いろは歌には隠されたメッセージがあります。
いろは歌を利用して、次の暗号を残したのです。
いろは歌を7文字ずつ区切って表記すると↓

いろはにほへと
ちりぬるをわか
よたれそつねな
らむうゐのおく
やまけふこえて
あさきゆめみし
ゑひもせす

各行の最後の文字は「と」「か」「な」「く」「て」「し」「す」となります。これは「咎無くて死す(罪を犯していないのに、無実で死ぬ)」という意味です。
五文字目を続けて読むと「ほをつのこめ(本を津の小女)」となります。つまり、「私は無実の罪で殺される。

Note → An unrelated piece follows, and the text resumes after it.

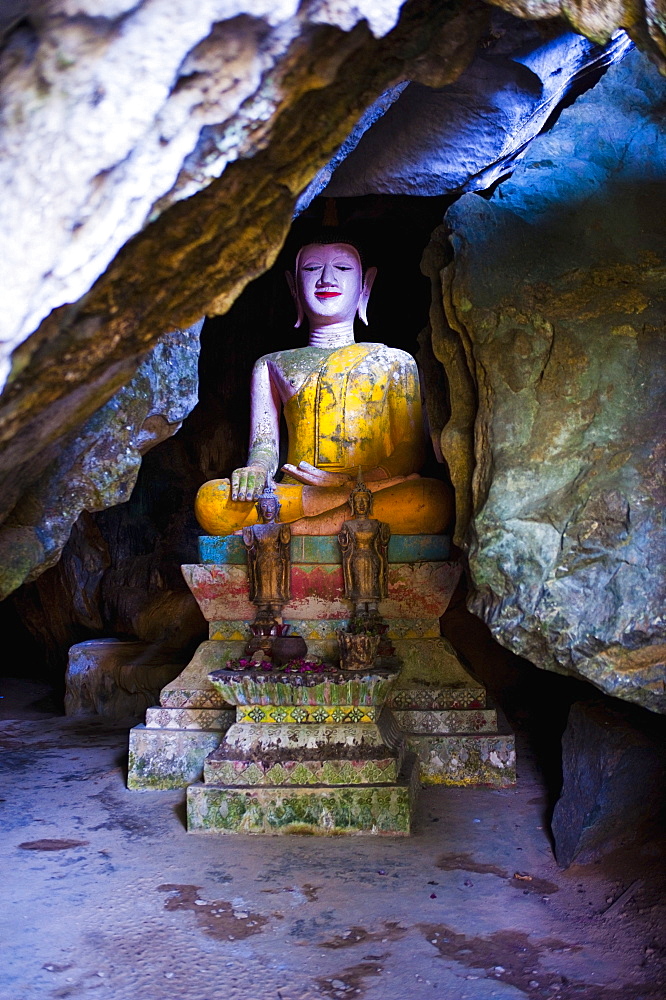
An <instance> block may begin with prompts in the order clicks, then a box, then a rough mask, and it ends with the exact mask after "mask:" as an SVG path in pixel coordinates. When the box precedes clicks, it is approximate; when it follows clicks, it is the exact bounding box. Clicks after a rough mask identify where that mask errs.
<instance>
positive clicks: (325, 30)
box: [0, 0, 489, 519]
mask: <svg viewBox="0 0 666 1000" xmlns="http://www.w3.org/2000/svg"><path fill="white" fill-rule="evenodd" d="M488 10H489V8H488V7H487V6H486V5H485V4H482V3H480V2H474V3H472V4H469V3H460V2H458V3H451V4H446V5H442V4H439V3H436V2H434V0H432V2H430V0H410V2H408V3H407V4H404V5H402V4H400V3H399V2H397V0H386V2H385V3H382V4H379V5H378V4H376V3H371V2H366V0H361V2H360V3H359V2H355V3H345V2H343V3H340V4H338V3H336V4H328V3H323V4H322V3H321V2H315V0H312V2H305V3H302V4H300V5H297V4H296V3H295V2H293V0H281V2H278V3H271V4H253V5H252V13H251V14H247V13H244V12H243V5H242V4H241V3H240V2H232V0H206V2H204V3H201V4H198V5H197V7H196V11H194V10H193V9H191V5H184V4H180V3H177V2H175V0H153V2H148V0H144V2H139V3H138V4H137V3H134V2H133V3H132V4H129V3H126V2H123V0H118V2H117V3H115V4H114V5H113V6H112V7H111V8H109V10H108V12H107V16H105V17H99V16H96V11H97V7H96V5H94V4H91V3H87V2H85V0H84V2H82V3H81V4H78V5H77V6H76V10H75V11H74V12H72V10H71V9H70V5H68V4H66V3H64V2H63V3H60V2H56V3H39V2H36V3H34V4H33V5H32V6H31V8H30V16H29V17H27V18H23V19H21V20H19V21H17V22H16V23H14V24H13V25H11V26H10V30H9V31H8V32H7V35H6V37H5V44H4V47H3V49H2V52H1V53H0V58H1V60H2V63H1V65H0V108H1V113H2V115H3V123H4V125H5V128H4V129H3V139H2V141H3V142H4V143H5V146H4V149H3V156H2V158H1V163H2V167H1V169H2V171H4V173H3V175H2V177H0V192H1V194H2V198H3V204H4V205H5V206H7V212H6V213H3V214H4V215H5V216H6V222H7V224H8V231H7V233H6V234H5V235H4V239H3V243H4V244H5V245H12V246H13V247H15V251H14V253H13V254H11V255H4V256H3V261H2V264H3V275H2V279H1V280H2V285H3V288H4V289H5V290H6V295H7V302H6V308H5V309H4V310H3V314H2V317H1V321H2V324H3V328H2V332H1V334H0V345H2V348H3V350H4V352H5V353H4V362H3V365H4V367H3V369H2V380H3V381H4V379H5V378H6V379H7V382H6V385H5V387H4V391H3V393H2V395H1V396H0V518H2V519H4V518H5V517H6V516H7V515H9V514H10V513H11V511H12V509H13V508H14V507H15V506H16V505H17V504H20V503H21V500H22V498H23V497H25V496H26V495H29V493H30V490H31V487H32V484H33V483H34V482H35V480H36V479H37V478H38V477H39V476H40V475H41V474H42V473H43V472H44V470H45V469H46V467H47V466H48V465H49V463H50V461H51V460H52V458H53V455H54V452H56V451H57V450H58V448H59V447H60V446H61V443H62V441H63V439H64V437H65V436H66V435H69V434H71V433H72V432H73V431H75V430H76V429H77V428H78V427H80V425H81V424H82V422H83V421H85V420H86V419H88V418H89V417H90V416H91V415H92V414H93V413H94V412H95V411H97V410H98V409H99V408H100V406H101V405H103V404H104V403H105V402H106V401H108V400H109V399H110V398H111V396H112V395H113V394H114V393H115V392H116V391H117V390H118V389H119V388H120V387H121V386H122V385H124V384H126V383H127V382H128V381H129V379H130V378H131V377H132V375H133V374H134V372H135V371H136V367H137V365H138V364H139V363H140V361H141V358H142V357H143V356H145V353H146V352H147V351H148V350H149V349H150V347H151V346H152V345H153V344H154V343H155V341H156V340H157V339H158V338H159V337H160V336H161V335H162V334H163V333H164V332H165V330H170V329H184V328H187V327H188V326H189V325H191V324H192V323H194V322H196V321H197V320H198V319H199V318H200V316H201V315H202V313H205V312H207V313H208V314H222V313H224V312H225V311H226V310H227V309H228V308H229V306H230V305H231V303H232V302H233V301H234V300H235V298H236V297H237V296H238V294H239V293H240V291H241V290H242V289H243V288H244V287H245V285H246V284H247V283H248V282H250V281H251V280H252V279H253V278H255V277H257V276H258V275H259V274H261V273H263V272H264V271H265V270H266V269H267V268H268V267H269V266H270V264H271V263H272V262H273V261H274V259H275V256H276V254H277V252H278V250H279V248H280V246H281V245H282V242H283V240H284V237H285V235H286V233H287V231H288V228H289V225H290V222H291V217H292V213H293V210H294V205H295V202H296V199H297V197H298V195H299V194H300V193H301V192H302V191H303V189H304V188H305V187H306V186H307V184H308V182H309V181H310V180H311V178H312V176H313V175H314V174H315V173H316V171H317V170H318V169H319V168H320V167H322V166H323V165H324V164H325V163H326V162H327V161H328V160H330V158H331V156H332V155H333V154H334V152H335V151H336V149H337V148H338V146H339V145H340V144H341V143H342V142H343V141H344V140H345V139H346V137H347V136H348V135H349V133H350V132H351V131H352V129H353V128H354V127H355V126H356V124H357V122H358V119H359V118H361V117H362V116H363V115H364V113H365V112H366V110H367V108H368V107H369V106H370V105H371V104H372V103H373V102H374V101H375V100H376V99H377V98H378V97H379V96H380V95H381V94H382V93H383V92H384V91H385V90H386V89H387V88H390V87H392V86H394V85H395V84H396V83H398V82H400V81H402V80H404V79H407V78H415V79H419V74H420V73H421V72H426V71H427V74H428V78H429V79H431V78H432V79H433V80H436V81H437V82H439V83H440V84H444V83H446V82H447V81H449V80H451V79H454V78H455V77H456V76H457V75H458V74H459V73H460V71H461V70H462V69H463V68H464V66H465V65H466V64H467V63H468V61H469V59H470V58H471V56H472V54H473V51H474V48H475V45H476V42H477V39H478V37H479V34H480V32H481V31H482V30H483V27H484V25H485V23H486V20H487V14H488ZM378 113H379V111H378ZM35 328H36V329H35Z"/></svg>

この本を津の妻へ届けてくれ」の暗号が込められています。

《1.いろはにほへど ちりぬるを (色は匂へど散りぬるを)》
世の中の楽しいこと悲しいこと、幸せも不幸も、金持ちも貧乏人も、これらの目に見える現象はすべて、いずれ変化し消えてなくなってしまう、むなしいものなのだ。

《2.わがよたれぞ つねならむ (我が世誰ぞ常ならむ)》
私の人生も誰も永遠でありえようか。いつかは変貌し、消滅してしまう。すべてがこの世に存在しないまぼろしなのだから

《3.うゐのおくやま けふこえて (有為の奥山今日越えて》
有為(人間の所行=愛と憎しみ、幸福と不幸)の深い山を今日越えて

《4.あさきゆめみじ ゑひもせず (浅き夢見じ酔ひもせず)》
実体がない浅はかな夢など見ることはやめる。酒に酔って現実逃避もしない覚悟だ。

大乗仏教では、夢や愛はよくないものとされます。それは、煩悩に過ぎません。すべての現象(色)は実体のない幻想(空)なのです。色即是空。
愛と憎しみ、幸福と不幸、そんな対立など初めから実体がないことを悟って、対立を超越したとき、人は、自分のまわりを慈悲で満たし、心と世界が極楽になります。
この大乗仏教の悟りを表した歌が、いろは歌です。